湘南藤沢キャンパスの清木康研究室と大日本印刷株式会社(以下DNP)は、デジタルコンテンツの内容を解析し、その内容の持つ感性的なイメージに合致したフォントを自動選択するシステムを共同研究・開発したと発表した。このシステムが実用化されれば、今後デジタルコンテンツのよりダイナミックな表現が可能になることが予想される。

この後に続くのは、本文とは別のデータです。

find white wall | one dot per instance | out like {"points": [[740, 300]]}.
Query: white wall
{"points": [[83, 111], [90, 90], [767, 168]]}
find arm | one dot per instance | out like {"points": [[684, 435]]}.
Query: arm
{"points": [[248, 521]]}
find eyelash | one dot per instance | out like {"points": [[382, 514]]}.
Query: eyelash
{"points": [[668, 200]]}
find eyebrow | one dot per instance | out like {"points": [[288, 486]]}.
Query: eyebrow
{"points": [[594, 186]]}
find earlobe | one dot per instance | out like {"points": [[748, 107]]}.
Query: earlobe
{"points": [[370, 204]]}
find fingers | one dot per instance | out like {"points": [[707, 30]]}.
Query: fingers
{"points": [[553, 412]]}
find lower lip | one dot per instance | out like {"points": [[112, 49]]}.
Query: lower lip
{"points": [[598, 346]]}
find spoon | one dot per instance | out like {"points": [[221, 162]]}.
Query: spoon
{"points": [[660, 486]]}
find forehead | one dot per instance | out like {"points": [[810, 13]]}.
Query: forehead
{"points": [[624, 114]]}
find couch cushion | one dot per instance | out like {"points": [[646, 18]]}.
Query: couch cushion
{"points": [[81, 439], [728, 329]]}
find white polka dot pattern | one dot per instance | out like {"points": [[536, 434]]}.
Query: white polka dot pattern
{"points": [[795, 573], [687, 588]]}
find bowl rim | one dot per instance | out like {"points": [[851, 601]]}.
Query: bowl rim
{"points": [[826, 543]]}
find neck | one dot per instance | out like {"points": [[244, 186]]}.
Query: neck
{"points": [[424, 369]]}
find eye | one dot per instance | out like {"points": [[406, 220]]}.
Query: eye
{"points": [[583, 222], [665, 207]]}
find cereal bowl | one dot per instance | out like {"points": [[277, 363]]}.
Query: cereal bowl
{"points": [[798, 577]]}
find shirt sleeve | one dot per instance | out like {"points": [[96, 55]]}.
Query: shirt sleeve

 現在、雑誌や書籍といった紙媒体のメディアにおいては、書籍デザイナーなどの専門家が内容を独自の感性により「明るい」「寂しい」などと判断し、イメージに合った書体を選択している。それに対し、電子機器で表示されるコンテンツはあらかじめ表示書体が設定されていることが多く、書体の使い分けによる感性的な表現は紙媒体と比べて乏しかったともいえる。

 清木研究室とDNPはその点に着目し、内容と書体を照合・選択してきた3名のデザイナーの経験値と、各自に共通する感性を元に用意された13 の書体と40の形容詞がどの程度合致しているかを計算する多次元ベクトル空間を構成し、その空間を対象とした数値データベースを構築した。そして書体を選定する際は対象となるデジタルコンテンツから感性的な表現を抽出して数値データ化し、デザイナー経験値によって構築した数値データと照合した際に、多次元ベクトル空間上において、合致の度合いが高い書体から優先的に表示させるという仕組み。また標準・子供・白内障による視覚障害の3つの使用モードと、大型ディスプレイ・PC・携帯電話の3つの動作環境を選択することで優先順位を変更することも可能。

 現在このシステムは文章だけでなく、色と書体の数値データベース化により絵画にも使用可能で、「ストリートチルドレン2008年カレンダー」(発行元=ストリートチルドレン芸術実行委員会)の製作では実際に使用された。近年中には「画集の自動作成や、音楽と照明のデータベース化も実現予定」だという。清木研究室とDNPはシステムの実用化に向けた取り組みを今後も行っていく予定。